Our Federal Government has made it clear through recent ministerial announcements that it intends to continue to support the fossil fuel industry, particularly coal, through its advocacy for the Adani mega mine, continued coal exports and the building of more coal fired power stations. Such enthusiasm for fossil fuel expansion comes at the expense of government support for renewable energy, such as wind and solar.
This is not good news for environmental groups who have strongly advocated the expansion of renewable energy, and have long expressed concern about the environmental damage done by coal. It is also not good news for the business community, which has been reluctant to engage with renewable energy because of the uncertainty with policies around the issue.
There is, however, an increasing trend among organisations and communities to ignore governments and to proceed with renewable energy projects regardless of current policy and the prevailing political climate.
An example of such initiative is the Victorian town of Yackandandah. Formed in 2014, Totally Renewable Yackandandah is a volunteer organisation which aims to power the town with 100 per cent renewable energy and achieving energy sovereignty by 2022.The group is working with Ausnet, which runs Victoria's grid to trial new storage technology, powered by a renewable energy farm, with all profits to return to the community.
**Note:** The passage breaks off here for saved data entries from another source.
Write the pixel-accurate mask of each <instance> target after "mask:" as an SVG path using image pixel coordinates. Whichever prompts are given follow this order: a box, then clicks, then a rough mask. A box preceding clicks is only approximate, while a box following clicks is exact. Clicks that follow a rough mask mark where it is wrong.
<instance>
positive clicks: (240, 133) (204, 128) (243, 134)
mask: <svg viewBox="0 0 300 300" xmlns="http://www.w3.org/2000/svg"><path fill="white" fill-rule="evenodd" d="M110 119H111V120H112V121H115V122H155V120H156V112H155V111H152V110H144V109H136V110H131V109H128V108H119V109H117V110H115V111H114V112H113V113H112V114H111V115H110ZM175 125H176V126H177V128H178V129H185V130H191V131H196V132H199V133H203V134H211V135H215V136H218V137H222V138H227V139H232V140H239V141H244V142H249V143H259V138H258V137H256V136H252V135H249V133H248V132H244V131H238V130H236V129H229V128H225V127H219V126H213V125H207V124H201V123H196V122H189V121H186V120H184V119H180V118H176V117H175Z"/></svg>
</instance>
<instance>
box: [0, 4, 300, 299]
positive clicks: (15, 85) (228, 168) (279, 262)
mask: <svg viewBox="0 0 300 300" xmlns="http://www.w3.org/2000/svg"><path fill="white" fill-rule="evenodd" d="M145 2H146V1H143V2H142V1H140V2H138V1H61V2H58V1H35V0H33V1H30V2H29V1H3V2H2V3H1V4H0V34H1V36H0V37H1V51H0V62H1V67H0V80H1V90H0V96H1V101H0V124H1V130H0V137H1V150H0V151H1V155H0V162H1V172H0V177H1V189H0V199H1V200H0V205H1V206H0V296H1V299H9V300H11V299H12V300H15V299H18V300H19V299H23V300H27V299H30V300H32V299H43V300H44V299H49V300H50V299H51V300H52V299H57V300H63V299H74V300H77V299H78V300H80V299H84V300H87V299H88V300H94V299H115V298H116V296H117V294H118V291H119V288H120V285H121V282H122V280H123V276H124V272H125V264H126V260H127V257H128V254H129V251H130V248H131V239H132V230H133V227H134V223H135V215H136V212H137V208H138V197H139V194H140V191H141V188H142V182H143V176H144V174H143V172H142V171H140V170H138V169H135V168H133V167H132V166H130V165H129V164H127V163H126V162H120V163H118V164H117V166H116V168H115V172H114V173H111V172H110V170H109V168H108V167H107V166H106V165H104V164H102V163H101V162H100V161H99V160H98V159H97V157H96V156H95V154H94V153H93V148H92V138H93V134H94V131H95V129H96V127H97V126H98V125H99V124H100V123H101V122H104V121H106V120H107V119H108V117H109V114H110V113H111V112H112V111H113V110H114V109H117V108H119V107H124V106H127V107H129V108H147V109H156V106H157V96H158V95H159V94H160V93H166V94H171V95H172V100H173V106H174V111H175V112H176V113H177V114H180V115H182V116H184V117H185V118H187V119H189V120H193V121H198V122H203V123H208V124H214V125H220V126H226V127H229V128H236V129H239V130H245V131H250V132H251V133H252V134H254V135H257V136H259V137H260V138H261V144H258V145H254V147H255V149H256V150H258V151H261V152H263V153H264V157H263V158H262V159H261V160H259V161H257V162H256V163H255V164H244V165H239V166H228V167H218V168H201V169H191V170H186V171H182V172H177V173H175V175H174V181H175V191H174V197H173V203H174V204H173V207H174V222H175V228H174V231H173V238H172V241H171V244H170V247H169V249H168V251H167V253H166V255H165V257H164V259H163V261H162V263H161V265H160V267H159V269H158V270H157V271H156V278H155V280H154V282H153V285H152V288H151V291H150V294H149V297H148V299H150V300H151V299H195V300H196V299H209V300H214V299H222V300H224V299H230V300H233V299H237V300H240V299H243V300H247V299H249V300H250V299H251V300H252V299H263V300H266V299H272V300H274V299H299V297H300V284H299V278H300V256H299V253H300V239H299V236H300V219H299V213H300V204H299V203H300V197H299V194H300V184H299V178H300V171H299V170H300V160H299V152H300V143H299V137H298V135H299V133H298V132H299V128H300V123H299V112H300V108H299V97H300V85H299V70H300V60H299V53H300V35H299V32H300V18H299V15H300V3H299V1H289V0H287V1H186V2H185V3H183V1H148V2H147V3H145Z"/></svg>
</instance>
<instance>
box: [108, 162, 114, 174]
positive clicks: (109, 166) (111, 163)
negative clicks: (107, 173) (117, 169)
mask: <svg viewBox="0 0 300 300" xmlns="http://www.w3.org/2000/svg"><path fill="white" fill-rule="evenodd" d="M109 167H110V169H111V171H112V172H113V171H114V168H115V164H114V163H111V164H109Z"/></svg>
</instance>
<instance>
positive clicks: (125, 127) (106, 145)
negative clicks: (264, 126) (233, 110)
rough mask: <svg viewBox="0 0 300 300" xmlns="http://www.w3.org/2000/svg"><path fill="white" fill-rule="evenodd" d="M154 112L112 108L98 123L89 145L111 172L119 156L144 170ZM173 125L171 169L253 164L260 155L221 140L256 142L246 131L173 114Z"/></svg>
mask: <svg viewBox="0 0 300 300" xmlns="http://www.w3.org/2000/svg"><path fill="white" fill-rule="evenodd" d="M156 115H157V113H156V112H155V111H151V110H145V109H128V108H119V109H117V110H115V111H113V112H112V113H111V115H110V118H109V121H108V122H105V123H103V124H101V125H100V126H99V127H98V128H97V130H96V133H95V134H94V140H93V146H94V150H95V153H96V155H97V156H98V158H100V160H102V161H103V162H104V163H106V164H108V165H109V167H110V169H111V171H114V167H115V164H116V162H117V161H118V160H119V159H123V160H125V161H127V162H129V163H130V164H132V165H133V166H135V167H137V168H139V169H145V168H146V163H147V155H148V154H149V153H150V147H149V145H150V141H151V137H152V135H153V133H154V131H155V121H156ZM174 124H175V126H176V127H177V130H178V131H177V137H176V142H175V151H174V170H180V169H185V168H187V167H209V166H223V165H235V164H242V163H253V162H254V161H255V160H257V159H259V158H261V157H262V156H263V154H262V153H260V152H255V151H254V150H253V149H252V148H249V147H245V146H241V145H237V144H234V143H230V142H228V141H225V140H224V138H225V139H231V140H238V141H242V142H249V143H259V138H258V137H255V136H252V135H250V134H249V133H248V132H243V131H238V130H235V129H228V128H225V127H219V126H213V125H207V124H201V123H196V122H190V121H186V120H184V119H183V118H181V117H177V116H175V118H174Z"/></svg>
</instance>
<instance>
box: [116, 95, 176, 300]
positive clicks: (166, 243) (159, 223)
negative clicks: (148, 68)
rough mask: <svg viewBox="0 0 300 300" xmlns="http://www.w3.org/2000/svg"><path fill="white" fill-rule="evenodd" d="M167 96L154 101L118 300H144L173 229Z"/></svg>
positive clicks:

Reluctance from government and the big three energy companies to truly embrace renewable energy has paved the way for a Northern Rivers people powered revolution. Launched in July, 2015, Enova Energy, a community based energy retailer based in Byron Bay is a not-for-profit local company whose mission is to offer the country's highest feed-in tariff and lowest green power price whilst negotiating with social welfare groups to tackle energy poverty in the region.
Local governments such as the city of Melbourne and the ACT are working towards sourcing all energy from renewables.The Melbourne Renewable Energy Project involves the City of Melbourne, together with other local governments, cultural ,local and educational institutions launching a competitive tender in April 2016 to purchase 110 gigawatt hours worth of energy from new large scale renewable energy facilities.
The ACT Government has demonstrated its commitment to renewable energy through its aim to be fully powered by renewables by 2020.